I was hoping to put my liquid ferts into a container with a 1ml pump so I can easily dose my nano tanks without having to measure anything. Any suggestions on where to get one? Does anyone here sell something similar?


----------



## Cthulhu (Dec 18, 2012)

I'm looking for dosing pumps too, the best deal I found was on e-bay, between 15$-20$


----------



## FriendsNotFood (Sep 21, 2010)

What do you even search under? I'm having trouble figuring out what to call this... When I look online I'm only finding the tops (the actual pump). I want both the bottle and the top. Basically a plastic soap dispenser that dispenses a measured amount per pump.


----------



## scbrooks87 (Nov 28, 2012)

Could this be similar to what you're looking for?

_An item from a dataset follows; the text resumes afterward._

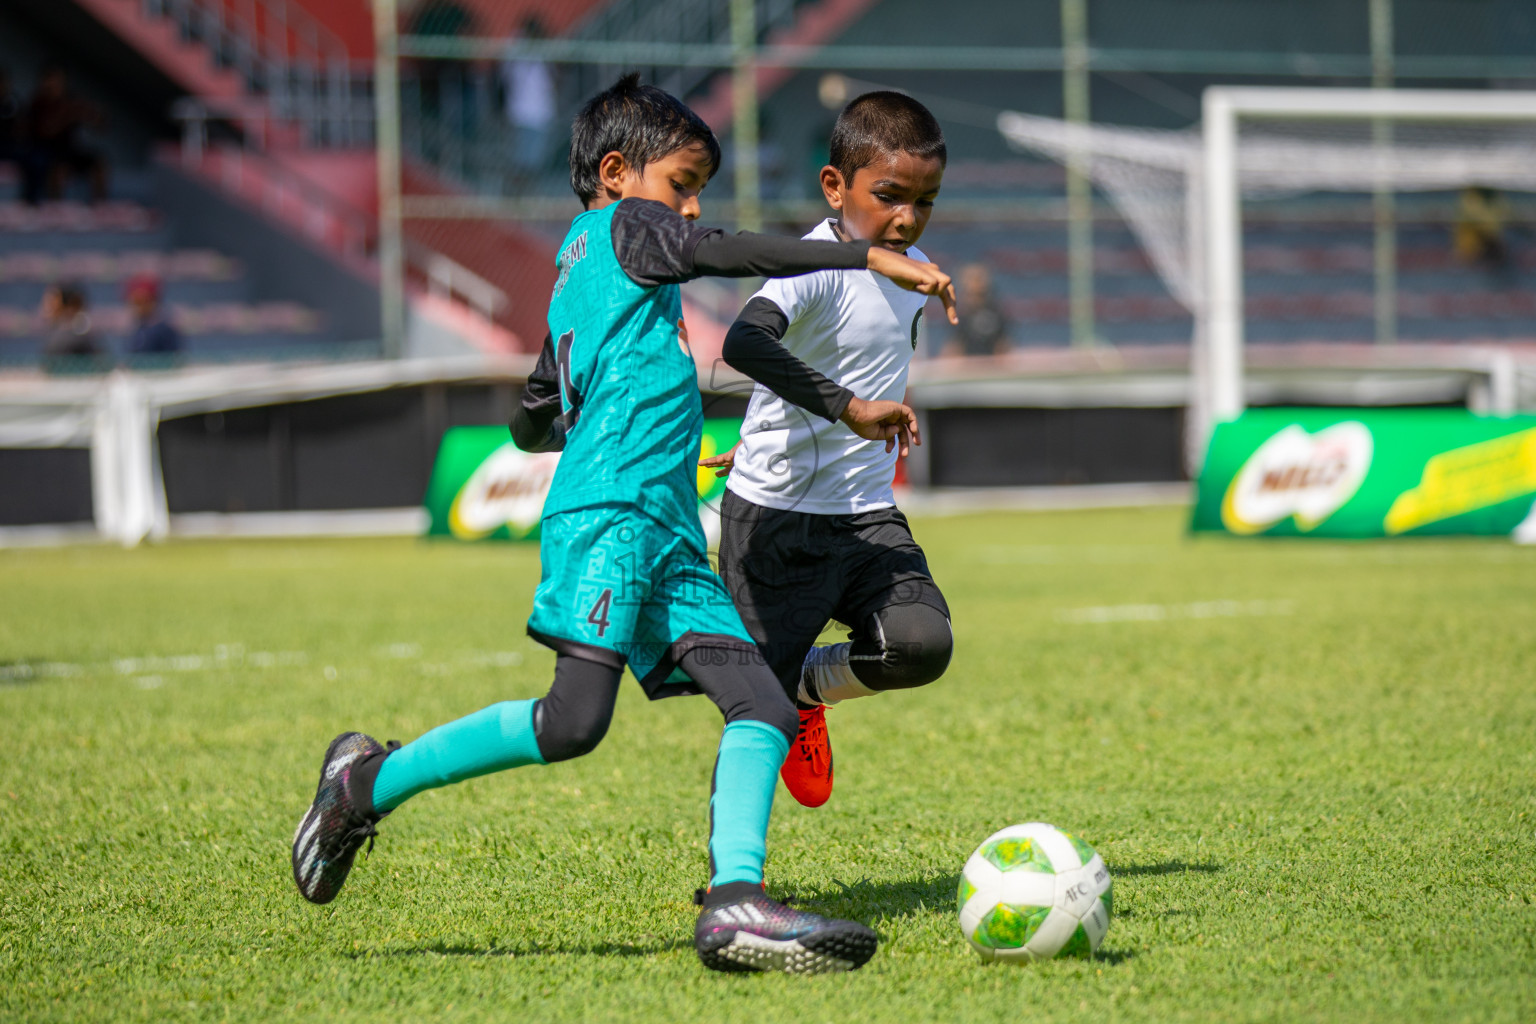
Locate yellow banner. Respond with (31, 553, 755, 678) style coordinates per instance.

http://www.bulkreefsupply.com/brs-2-part-doser-1-1-ml-per-minute.html

It's a 1.1 ml/minute dosing pump. They are really well reviewed, and reasonably priced for a pre built pump.

-Scott


----------



## angelsword (May 16, 2009)

An empty stress coat bottle. They dose one ml per pump.


----------



## Cthulhu (Dec 18, 2012)

Sorry I didn't read right, I thought you wanted an electric pump for auto-dosing...

For my 25g I'm using soap dispensers which dose 1ml with each pump, I bought them (empty) for 5$ each at Stokes, it's a store which sells mostly kitchen stuff.


----------



## FriendsNotFood (Sep 21, 2010)

Thanks Cthulu, I'll look into empty soap dispensers. I just didn't know how to find out how much they dispense per pump.


----------



## DKShrimporium (Nov 23, 2004)

FriendsNotFood said:


> Thanks Cthulu, I'll look into empty soap dispensers. I just didn't know how to find out how much they dispense per pump.

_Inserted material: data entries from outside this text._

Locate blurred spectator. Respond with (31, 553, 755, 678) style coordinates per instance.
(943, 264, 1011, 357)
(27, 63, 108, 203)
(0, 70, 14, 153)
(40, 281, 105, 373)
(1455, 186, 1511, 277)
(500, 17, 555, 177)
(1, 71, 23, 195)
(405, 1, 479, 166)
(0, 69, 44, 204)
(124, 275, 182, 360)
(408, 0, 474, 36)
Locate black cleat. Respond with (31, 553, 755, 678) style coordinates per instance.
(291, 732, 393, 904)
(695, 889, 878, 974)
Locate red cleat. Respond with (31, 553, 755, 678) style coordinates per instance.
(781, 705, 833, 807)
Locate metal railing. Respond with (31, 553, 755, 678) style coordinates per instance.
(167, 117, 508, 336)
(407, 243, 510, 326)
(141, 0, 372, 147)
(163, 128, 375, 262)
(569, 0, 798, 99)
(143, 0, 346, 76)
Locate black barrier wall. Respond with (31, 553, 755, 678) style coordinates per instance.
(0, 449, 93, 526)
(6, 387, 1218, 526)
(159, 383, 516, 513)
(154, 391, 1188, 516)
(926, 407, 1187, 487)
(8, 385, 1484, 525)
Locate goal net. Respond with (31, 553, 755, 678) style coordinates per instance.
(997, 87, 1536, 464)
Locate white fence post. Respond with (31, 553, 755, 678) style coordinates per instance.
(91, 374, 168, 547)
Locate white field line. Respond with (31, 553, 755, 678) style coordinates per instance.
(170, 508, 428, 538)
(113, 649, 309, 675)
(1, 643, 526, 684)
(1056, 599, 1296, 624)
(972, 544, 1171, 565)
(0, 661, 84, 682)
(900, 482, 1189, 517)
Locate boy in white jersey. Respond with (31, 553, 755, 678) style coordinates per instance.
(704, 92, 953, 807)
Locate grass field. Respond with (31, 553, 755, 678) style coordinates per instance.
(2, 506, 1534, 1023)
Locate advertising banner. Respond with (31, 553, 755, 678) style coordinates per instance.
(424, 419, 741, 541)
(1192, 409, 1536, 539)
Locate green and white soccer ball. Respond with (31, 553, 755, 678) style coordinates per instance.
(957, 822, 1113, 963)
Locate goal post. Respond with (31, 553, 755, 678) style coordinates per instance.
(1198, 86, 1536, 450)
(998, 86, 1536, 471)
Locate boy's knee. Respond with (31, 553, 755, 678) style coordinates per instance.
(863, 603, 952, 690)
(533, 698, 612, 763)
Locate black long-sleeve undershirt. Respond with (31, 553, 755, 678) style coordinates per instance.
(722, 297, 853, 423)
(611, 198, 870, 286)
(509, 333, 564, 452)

Buy a 3 or 5 ml syringe with plunger taken all the way out, and hold the needle end shut with a finger, then pump once into the open end, measure the volume. Can get syringe on [Ebay Link Removed]


----------



## Jeffww (Aug 6, 2010)

I use spray bottles frome home depot. They dispense anywhere between 3-4ml of fluid each time. (averaging about 3.3ml). I figured this out by taking it and spraying it into a graduated cylinder 10 times to yield a volume then dividing by 10.


----------